JT – Vocês pensaram em contar as outras histórias do livro, fazer roteiros diferentes para cada apresentação?
RB – Sim. Seria muito interessante, pois o livro tem outras histórias belíssimas. Mas não daria para inserir no meio da temporada, seria complicado. O tempo não permitiu também. Era uma ótima ideia.

JT – Tony Ramos classificou “Por um fio” como um espetáculo abençoado, por se tratar de um tema tão duro de forma terna e sem parecer piegas. Você tem medo da morte?
RB – Tenho sim. E quem no fundo não tem? A reflexão sobre isso ajuda você a melhorar, a ser mais objetivo em relação ao seu tempo presente. Quando você passa a enxergar limites no tempo você pensa melhor no que é fundamental para você. A valorização da vida e da saúde bateu muito forte para mim. Na verdade, ninguém está completamente preparado para a morte, mas para a vida, de certa forma, sim. A peça deixa aquela obrigação de ir direto ao que é importante na vida, ir de encontro ao fundamental.

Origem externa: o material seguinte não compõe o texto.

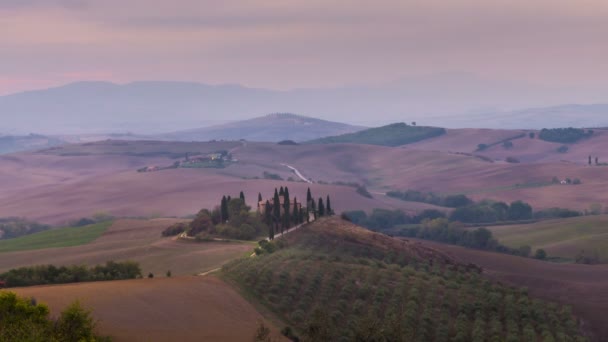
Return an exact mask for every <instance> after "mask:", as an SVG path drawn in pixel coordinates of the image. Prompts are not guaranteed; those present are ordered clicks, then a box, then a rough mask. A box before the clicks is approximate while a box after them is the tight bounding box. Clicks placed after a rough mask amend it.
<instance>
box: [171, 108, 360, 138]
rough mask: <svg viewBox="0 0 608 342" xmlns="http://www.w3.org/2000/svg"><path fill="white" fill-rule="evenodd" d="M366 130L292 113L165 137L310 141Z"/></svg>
mask: <svg viewBox="0 0 608 342" xmlns="http://www.w3.org/2000/svg"><path fill="white" fill-rule="evenodd" d="M362 129H364V127H359V126H352V125H347V124H343V123H338V122H332V121H325V120H320V119H315V118H311V117H306V116H302V115H295V114H289V113H280V114H270V115H266V116H263V117H259V118H254V119H249V120H243V121H237V122H234V123H229V124H224V125H218V126H211V127H205V128H199V129H191V130H185V131H179V132H174V133H169V134H165V135H162V136H161V137H162V138H164V139H168V140H176V141H209V140H240V139H245V140H248V141H269V142H277V141H281V140H293V141H298V142H299V141H307V140H312V139H318V138H322V137H327V136H332V135H339V134H345V133H351V132H356V131H360V130H362Z"/></svg>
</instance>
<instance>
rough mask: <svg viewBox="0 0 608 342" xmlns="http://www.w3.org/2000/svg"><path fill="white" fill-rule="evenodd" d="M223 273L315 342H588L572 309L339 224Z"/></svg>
mask: <svg viewBox="0 0 608 342" xmlns="http://www.w3.org/2000/svg"><path fill="white" fill-rule="evenodd" d="M277 245H278V246H281V243H279V244H277ZM222 276H223V277H224V278H225V279H226V280H228V281H229V282H232V283H235V284H236V285H237V286H238V287H240V288H241V290H242V291H243V292H244V293H245V295H246V297H247V298H250V299H251V300H253V301H254V302H257V303H258V304H260V305H263V306H265V308H266V309H268V310H270V311H271V312H273V313H274V314H275V315H276V316H277V317H278V318H279V320H281V321H283V322H284V324H285V325H286V326H289V327H291V329H292V331H294V332H295V335H297V336H299V337H300V338H302V337H303V338H306V339H305V340H310V341H537V340H538V341H540V340H541V338H542V340H544V341H549V340H551V341H554V340H557V341H585V340H586V339H584V338H582V337H580V336H578V331H577V324H576V320H575V318H574V317H573V316H572V314H571V311H570V309H569V308H566V307H561V306H559V305H556V304H552V303H547V302H543V301H539V300H537V299H534V298H531V297H529V296H528V293H527V291H526V290H525V289H516V288H509V287H505V286H502V285H499V284H494V283H492V282H491V281H489V280H487V279H485V278H484V277H483V275H482V274H480V273H479V271H478V270H475V269H470V268H468V267H467V266H465V265H458V264H454V263H452V262H450V261H447V260H446V259H443V258H441V257H438V256H437V255H433V254H431V253H429V251H428V250H426V249H420V250H418V249H417V247H415V246H413V245H410V246H409V247H405V248H404V245H403V242H402V241H401V240H398V239H390V238H388V237H385V236H383V235H381V234H375V233H371V232H368V231H364V230H363V229H361V228H356V227H354V226H352V225H350V224H346V223H343V221H342V222H340V221H339V220H337V219H333V220H324V221H322V222H315V223H313V224H311V225H309V226H305V227H304V228H302V229H301V230H299V231H296V232H294V233H292V234H290V235H289V236H288V238H287V241H286V242H284V243H282V247H280V249H279V250H278V251H275V252H274V253H271V254H262V255H260V256H257V257H254V258H244V259H240V260H236V261H233V262H231V263H229V264H227V265H226V266H224V268H223V269H222ZM284 331H285V330H284Z"/></svg>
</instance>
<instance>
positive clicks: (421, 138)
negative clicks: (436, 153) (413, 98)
mask: <svg viewBox="0 0 608 342" xmlns="http://www.w3.org/2000/svg"><path fill="white" fill-rule="evenodd" d="M443 134H445V129H443V128H437V127H422V126H410V125H407V124H405V123H394V124H390V125H387V126H382V127H375V128H369V129H366V130H362V131H359V132H355V133H347V134H342V135H338V136H333V137H325V138H321V139H316V140H312V141H309V142H308V143H311V144H335V143H348V144H366V145H380V146H401V145H406V144H411V143H414V142H417V141H421V140H424V139H428V138H433V137H437V136H441V135H443Z"/></svg>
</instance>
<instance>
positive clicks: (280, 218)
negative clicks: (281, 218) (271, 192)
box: [272, 189, 282, 233]
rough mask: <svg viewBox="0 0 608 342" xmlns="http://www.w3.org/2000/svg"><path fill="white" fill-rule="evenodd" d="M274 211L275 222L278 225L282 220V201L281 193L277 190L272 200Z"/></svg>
mask: <svg viewBox="0 0 608 342" xmlns="http://www.w3.org/2000/svg"><path fill="white" fill-rule="evenodd" d="M275 190H276V189H275ZM272 211H273V216H274V218H273V219H274V222H275V223H276V224H277V225H278V223H279V222H280V220H281V201H280V199H279V193H278V192H276V191H275V192H274V199H273V200H272ZM277 231H278V229H277ZM281 233H282V232H281Z"/></svg>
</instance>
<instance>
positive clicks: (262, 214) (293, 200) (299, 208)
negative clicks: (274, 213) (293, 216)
mask: <svg viewBox="0 0 608 342" xmlns="http://www.w3.org/2000/svg"><path fill="white" fill-rule="evenodd" d="M294 200H295V198H294V199H292V200H291V202H290V203H289V206H290V210H291V212H293V208H294V205H293V202H294ZM266 201H268V203H270V208H272V205H273V202H274V200H273V199H268V200H262V201H261V202H259V203H258V213H260V214H262V215H263V214H264V213H265V212H266ZM279 202H280V204H279V205H280V207H281V214H283V213H284V212H285V207H284V204H285V197H284V196H279ZM297 209H298V211H300V210H301V209H302V203H300V202H299V201H298V204H297Z"/></svg>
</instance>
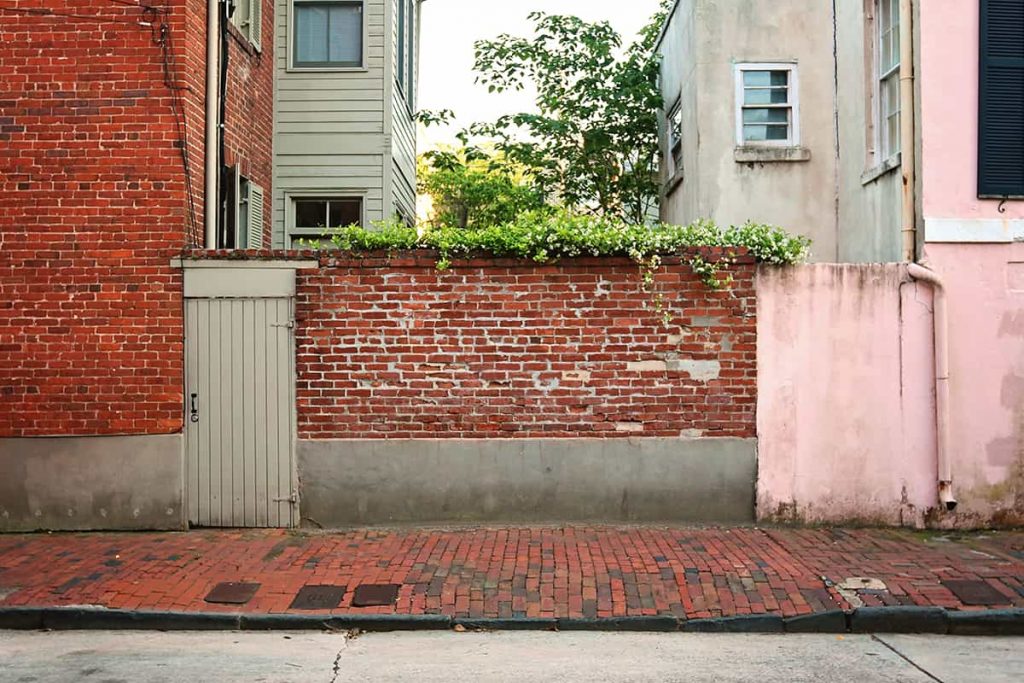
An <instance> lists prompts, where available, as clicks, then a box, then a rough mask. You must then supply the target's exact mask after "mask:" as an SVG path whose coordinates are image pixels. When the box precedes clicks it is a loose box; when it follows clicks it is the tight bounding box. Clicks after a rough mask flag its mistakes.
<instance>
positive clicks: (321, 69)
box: [285, 67, 370, 74]
mask: <svg viewBox="0 0 1024 683" xmlns="http://www.w3.org/2000/svg"><path fill="white" fill-rule="evenodd" d="M285 71H286V72H288V73H289V74H366V73H367V72H369V71H370V69H369V68H367V67H289V68H288V69H286V70H285Z"/></svg>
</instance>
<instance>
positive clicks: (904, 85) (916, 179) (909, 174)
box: [876, 0, 918, 263]
mask: <svg viewBox="0 0 1024 683" xmlns="http://www.w3.org/2000/svg"><path fill="white" fill-rule="evenodd" d="M899 16H900V19H899V33H900V36H899V49H900V55H899V96H900V168H901V171H900V172H901V175H902V181H903V205H902V209H903V212H902V215H901V221H900V222H901V225H902V234H903V260H904V261H907V262H909V263H912V262H913V261H915V260H916V252H918V226H916V203H915V197H914V189H915V185H916V182H918V178H916V157H915V153H916V151H915V148H914V147H915V145H914V134H915V133H914V117H915V116H916V114H915V111H914V90H913V88H914V83H913V81H914V79H913V53H914V50H913V1H912V0H899ZM880 19H881V17H876V20H880Z"/></svg>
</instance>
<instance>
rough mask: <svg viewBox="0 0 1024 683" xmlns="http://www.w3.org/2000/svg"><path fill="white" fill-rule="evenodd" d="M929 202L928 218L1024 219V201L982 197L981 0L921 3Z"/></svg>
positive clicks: (919, 79)
mask: <svg viewBox="0 0 1024 683" xmlns="http://www.w3.org/2000/svg"><path fill="white" fill-rule="evenodd" d="M919 6H920V8H921V11H920V14H921V16H920V31H921V47H920V49H921V69H920V73H919V74H918V79H919V82H920V85H921V113H922V118H921V131H920V134H921V138H922V168H921V173H922V182H923V189H924V196H923V205H924V213H925V217H926V219H927V218H956V219H966V220H970V219H978V218H990V219H1004V220H1006V219H1019V218H1024V202H1010V203H1008V204H1007V206H1006V213H1001V214H1000V213H998V211H997V210H996V209H997V206H998V202H995V201H991V200H978V197H977V195H978V191H977V188H978V172H977V169H978V164H977V160H978V49H979V48H978V40H979V39H978V35H979V33H978V32H979V9H978V7H979V3H978V0H927V1H926V2H922V3H919Z"/></svg>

JT –  Quais são seus próximos projetos?
RB – Tenho alguns projetos em mente sim, mas prefiro não falar antes para não criar muitas expectativas. Mas volto a dizer, a realidade burocrática atrapalha, cansa. Penso muito antes de iniciar um novo projeto por conta disso. Talvez este seja um bom momento para dar um tempo. Quem sabe fazer um trabalho na televisão?